Photos By Katherine Gaines, Words By Kollin Bliss
I hadn’t heard of Au Revoir Simone until Move In Spectrums, the latest release from the Williamsburg, Brooklyn-based, dreampop trio, found its way into my Spotify Suggestions, where it quickly graduated to repeat play. What I discovered was a gloss of perfectly crystallized, old school, synth-pop, rock-candy overlaying a deep, pulsing, warm, synthetic and modern heart. Airy and effervescent melodies waft, glide and slide over and under shimmering shapes created by an expert confectioner, while the delicate yet distinct vocals mix in and twirl together like a lattice of drizzled sugar.
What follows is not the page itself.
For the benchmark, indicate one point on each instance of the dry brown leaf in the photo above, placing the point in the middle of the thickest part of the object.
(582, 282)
Yet, tucked in between the pure-pop-chorded thrusting can also be found introspective, spacy, and occasionally powerful — sometimes even almost elegiac — instrumentals, hinting at a band starting to discover and own their new found depth and maturity.
Having temporarily taken over my music player, I was excited for the opportunity to see the band live and in concert at the U Street Music Hall in Washington, DC. The small and intimate venue with a low stage affords the opportunity for an audience member to feel as if they are right there in the middle of the creative cauldron, almost in the band.
The house lights went dark, and deep blue lighting illuminated the stage. The band walked on, their three synth and sampler stations surrounded by chains of effect units standing blinking and winking like fireflies in space. Each of the girls seemed to embody, in the way they dressed, a different side of the band’s personality: Erika Forster wore loose, flowy pants and a tie, Annie Hart a tight fitting, glittery dress and black tights, and Heather D’Angelo a white, macrame sweater, and a red skirt. All three had long straight hair, cut in bangs — an effect which visually tied together the trio as being part of one band.
The Simones’ song Just Like A Tree is one that calls immediate attention to itself with a strong drum machine when it plays on the album, so it was a good choice to open the show. The big clapping beat pushes you forward and lifts you to the top of a hill where a wistful voice pleads with you to ‘stay away’ — while seeming to beg you to stay.
All three band members share the vocal duties and they work together, expertly creating cadences and harmonies woven as if from thin air. Musically, they go everywhere from sending the starship out on exploratory expeditions into interstellar space – and in doing so, combine hints of the French duo Air with pitch-bending, soaring guitar samples ala My Bloody Valentine – to channeling the perfect 80s/60s beach pop vibe like The Go Go’s on their live performance of “Crazy,” where Annie put aside her electronic instruments and rocked an electric bass guitar through a Fender amp.
Other high points included when Annie and Heather switched keyboards and Heather played the gorgeous sparkly keyboard figure from “Let the Night Win” — one of my favorite tunes on the album, and feels like a waking dream taking place deep under the surface of a bioluminescent plankton-filled ocean; when Annie took off her heels but then stood on her tiptoes in her stockings through the entire song; all of Erika’s ethereal singing; and the disco ball at U Street Music Hall that came alive and gave the last song that ‘best prom of my life’ feel. Closing with a sped-up cover of Mazzy Star’s “Fade Into You,” the band said good night.
Although I had to say ‘au revoir’ to the Simones tonight, I’m not saying goodbye.